Grogan said that Jindal’s reference to challenges to affiliate nexus laws may be a case of confusing two different types of sales tax laws. New York’s affiliate nexus law, passed in 2008, was challenged three times in state court by Amazon and Overstock, and each time the challenges failed. In December 2013, their challenge to the law was brought to the U.S. Supreme Court; however, the justices declined to hear the case, signaling a victory for sales tax fairness proponents and the affiliate nexus law model.

A 2013 legal challenge by the Direct Marketing Association to an Illinois affiliate nexus law in the state’s Supreme Court was victorious on the grounds that the law was discriminatory because it only applied to online retailers. In January 2015, new rules issued by Illinois’s Department of Revenue, which broadened the affiliate nexus law to include catalog, mail order, and similar retailers, as well as remote online retailers, went into effect.

Colorado’s e-fairness law was also successfully challenged, though that law was not an affiliate nexus law; it required remote retailers to report sales data to the state. An eventual review of the law by the U.S. Supreme Court sent the challenge to federal court in March 2015. In the concurring opinion regarding the Colorado decision, Supreme Court Justice Anthony Kennedy wrote that it was time to reconsider the 1992 Quill vs.
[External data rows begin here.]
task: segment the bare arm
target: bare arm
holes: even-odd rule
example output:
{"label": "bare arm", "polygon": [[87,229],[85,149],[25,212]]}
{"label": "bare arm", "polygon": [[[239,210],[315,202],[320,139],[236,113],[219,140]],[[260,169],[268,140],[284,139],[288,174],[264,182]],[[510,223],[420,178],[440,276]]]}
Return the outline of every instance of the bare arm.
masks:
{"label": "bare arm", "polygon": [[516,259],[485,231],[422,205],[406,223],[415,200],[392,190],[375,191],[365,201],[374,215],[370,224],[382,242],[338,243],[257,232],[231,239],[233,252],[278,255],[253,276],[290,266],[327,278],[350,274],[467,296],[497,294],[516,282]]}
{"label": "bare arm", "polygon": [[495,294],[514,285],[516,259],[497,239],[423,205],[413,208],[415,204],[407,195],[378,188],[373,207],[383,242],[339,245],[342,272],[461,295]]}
North Dakota Supreme Court decision, which opponents of e-fairness usually cite when arguing that states have no right to require remote sellers to collect and remit sales tax unless those sellers have a physical presence in the state.

“Given these changes in technology and consumer sophistication, it is unwise to delay any longer a reconsideration of the Court’s holding in Quill,” Kennedy said. “A case questionable even when decided, Quill now harms States to a degree far greater than could have been anticipated earlier.”

In the meantime, Colorado has since passed an affiliate nexus law in an attempt to level the playing field and recoup lost sales tax revenue.

In vetoing the Louisiana legislation, Jindal explained: “Until Congress acts on the federal level to address the Commerce Clause issues with affiliate nexus and establish a uniform law on how states should handle companies that have no physical presence within their borders, House Bill No. 555 exposes Louisiana to expensive litigation that has budgetary implications for critical services like healthcare and higher education.”